After we moved from the neighborhood I was still in the area because I taught in a school several blocks away. I went to the synagogue to say Yiskor on the days that I went to work.


The program for the Twenty-second Annual Banquet given on March 2, 1947 was written in both English and Yiddish.


Rabbi Dr. Lazar Schonfeld was installed in 1925. He was the former chief rabbi in Vincovci, Yugoslavia and Nagykaroly, Hungary. He was installed in 1925 and given a life contract in 1936.


Among the memories of the Fox Street synagogue are the women throwing down brown bags of candies after Bar Mitzvahs, Chanukah dreidels, singing Adon Alum, knowing the Saturday service almost by heart and forgetting my Bar Mitzvah speech and then improvising.

Unfortunately, I remember being chased by the Puerto Rican boys as we carried our Simchas Torah flags.


My son was Bar Mitzvahed at the Fox Street synagogue. We were very poor and the only social life was to go for a walk and visit family and neighbors.


The Rabbi was Rabbi Schoenfeld who spoke German-Yiddish. It was known as the Hungarian shul.


My parents belonged to this shul for 25 years. This was a Hungarian shul. The prayer books had Hebrew written on one page and Hungarian on the opposite page (Just as we now have English written on the opposite page). The sermons were in Hungarian.


Every adult needed a ticket to attend services on the High Holy Holidays. The young girls collected the tickets that were thrown away after the last service and used them to play games.


When I said Kaddish for my father, I attended Congregation Beth David on Fox Street. The rabbi was Lazar Schoenfeld who spoke a German Yiddish. A majority of the congregants were Hungarian.

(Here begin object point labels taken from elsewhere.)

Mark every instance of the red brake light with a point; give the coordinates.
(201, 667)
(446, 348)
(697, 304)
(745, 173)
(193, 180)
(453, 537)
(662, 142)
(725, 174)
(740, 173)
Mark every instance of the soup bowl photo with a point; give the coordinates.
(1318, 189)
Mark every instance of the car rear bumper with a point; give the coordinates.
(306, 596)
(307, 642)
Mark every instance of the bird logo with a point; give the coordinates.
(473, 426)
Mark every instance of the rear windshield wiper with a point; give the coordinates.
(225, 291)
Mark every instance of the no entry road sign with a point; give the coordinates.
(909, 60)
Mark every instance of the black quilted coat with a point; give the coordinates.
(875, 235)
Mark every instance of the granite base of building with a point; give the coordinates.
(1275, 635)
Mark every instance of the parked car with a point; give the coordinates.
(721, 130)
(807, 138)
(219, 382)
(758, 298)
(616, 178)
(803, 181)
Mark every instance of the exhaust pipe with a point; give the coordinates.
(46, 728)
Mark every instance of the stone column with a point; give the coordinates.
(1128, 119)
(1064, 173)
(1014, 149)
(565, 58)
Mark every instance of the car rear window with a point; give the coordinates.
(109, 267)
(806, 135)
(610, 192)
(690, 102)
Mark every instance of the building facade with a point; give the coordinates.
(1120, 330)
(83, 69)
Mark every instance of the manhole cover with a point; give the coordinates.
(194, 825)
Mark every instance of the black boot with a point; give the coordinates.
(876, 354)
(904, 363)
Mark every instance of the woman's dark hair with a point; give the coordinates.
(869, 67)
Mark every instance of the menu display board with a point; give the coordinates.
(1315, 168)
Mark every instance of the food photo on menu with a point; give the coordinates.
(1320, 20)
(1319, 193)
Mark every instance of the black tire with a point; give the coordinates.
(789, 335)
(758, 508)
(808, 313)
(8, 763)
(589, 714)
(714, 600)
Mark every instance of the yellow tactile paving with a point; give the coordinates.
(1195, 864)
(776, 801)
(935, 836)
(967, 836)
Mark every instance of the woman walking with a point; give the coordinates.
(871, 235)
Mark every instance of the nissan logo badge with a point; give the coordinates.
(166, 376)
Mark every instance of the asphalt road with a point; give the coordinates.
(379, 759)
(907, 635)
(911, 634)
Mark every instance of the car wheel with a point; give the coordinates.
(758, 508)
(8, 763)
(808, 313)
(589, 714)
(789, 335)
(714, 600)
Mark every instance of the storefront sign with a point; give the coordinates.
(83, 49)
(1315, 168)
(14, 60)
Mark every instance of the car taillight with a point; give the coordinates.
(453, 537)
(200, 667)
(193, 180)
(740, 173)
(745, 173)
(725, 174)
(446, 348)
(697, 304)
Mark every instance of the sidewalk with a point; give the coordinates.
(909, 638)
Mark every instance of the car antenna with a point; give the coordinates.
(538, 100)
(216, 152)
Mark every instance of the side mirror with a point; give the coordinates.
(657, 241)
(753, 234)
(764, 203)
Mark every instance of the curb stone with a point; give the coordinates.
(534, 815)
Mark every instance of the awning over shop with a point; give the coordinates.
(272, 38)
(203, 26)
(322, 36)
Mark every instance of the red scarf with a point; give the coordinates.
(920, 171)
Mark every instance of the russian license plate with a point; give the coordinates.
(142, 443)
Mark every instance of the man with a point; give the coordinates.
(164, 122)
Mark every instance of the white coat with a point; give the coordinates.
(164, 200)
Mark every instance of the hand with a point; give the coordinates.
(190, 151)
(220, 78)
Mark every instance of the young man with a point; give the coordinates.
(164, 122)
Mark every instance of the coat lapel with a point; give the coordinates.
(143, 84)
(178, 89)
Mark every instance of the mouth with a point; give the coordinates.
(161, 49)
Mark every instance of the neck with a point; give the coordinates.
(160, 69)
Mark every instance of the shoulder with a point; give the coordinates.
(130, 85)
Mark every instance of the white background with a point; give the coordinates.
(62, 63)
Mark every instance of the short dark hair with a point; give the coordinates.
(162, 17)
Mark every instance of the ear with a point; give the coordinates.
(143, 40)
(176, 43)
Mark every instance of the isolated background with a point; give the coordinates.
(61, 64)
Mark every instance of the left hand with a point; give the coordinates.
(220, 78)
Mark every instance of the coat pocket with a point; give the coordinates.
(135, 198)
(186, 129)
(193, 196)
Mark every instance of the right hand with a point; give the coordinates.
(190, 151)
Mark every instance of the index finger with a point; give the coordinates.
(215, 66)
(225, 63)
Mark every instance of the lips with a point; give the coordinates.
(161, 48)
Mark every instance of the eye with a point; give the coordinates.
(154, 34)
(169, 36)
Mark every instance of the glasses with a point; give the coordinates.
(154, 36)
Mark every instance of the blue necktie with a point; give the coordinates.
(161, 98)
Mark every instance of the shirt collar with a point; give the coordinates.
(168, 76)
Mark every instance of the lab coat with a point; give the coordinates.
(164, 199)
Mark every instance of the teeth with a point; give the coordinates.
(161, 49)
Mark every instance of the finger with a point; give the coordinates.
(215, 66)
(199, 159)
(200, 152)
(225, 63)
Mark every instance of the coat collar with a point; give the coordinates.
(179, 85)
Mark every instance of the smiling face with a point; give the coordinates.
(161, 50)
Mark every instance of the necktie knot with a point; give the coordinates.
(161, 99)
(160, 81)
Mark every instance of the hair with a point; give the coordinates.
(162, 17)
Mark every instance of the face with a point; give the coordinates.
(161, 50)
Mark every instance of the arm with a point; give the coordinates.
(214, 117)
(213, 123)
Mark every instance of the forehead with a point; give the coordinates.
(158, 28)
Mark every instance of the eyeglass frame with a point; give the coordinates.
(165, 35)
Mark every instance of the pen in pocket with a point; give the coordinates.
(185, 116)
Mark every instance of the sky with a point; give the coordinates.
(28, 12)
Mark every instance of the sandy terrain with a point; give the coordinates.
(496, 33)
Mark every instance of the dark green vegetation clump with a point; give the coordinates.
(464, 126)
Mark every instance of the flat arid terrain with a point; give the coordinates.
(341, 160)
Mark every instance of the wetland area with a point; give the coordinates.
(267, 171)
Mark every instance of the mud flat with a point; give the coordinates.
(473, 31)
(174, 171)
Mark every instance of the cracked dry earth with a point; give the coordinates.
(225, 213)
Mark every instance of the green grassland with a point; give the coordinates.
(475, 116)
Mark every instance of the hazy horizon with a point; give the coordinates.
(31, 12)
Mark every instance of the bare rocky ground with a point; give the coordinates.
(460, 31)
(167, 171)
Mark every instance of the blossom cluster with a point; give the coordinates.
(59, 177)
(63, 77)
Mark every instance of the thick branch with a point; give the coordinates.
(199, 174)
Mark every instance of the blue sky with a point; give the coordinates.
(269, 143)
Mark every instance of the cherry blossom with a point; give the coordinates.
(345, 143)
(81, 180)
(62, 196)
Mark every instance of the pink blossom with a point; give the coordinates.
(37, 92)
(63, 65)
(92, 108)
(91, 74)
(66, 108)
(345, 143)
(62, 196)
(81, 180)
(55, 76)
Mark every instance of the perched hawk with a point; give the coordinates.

The mechetunim and future second wife of one of my musicians lived at 830 Fox Street near Intervale. From your site I learned that this was (as of 1924) directly next door to the Hungarian Synagogue at 832 Fox Street.

I grew up in Brooklyn (I'm 59 now and my only direct connection with that neighborhood was the one year (1988/89) when I taught at a public school on Kelly Street. It was an overwhelmingly Hispanic neighborhood. There were only a very few poor, elderly Jews still living around there by that time.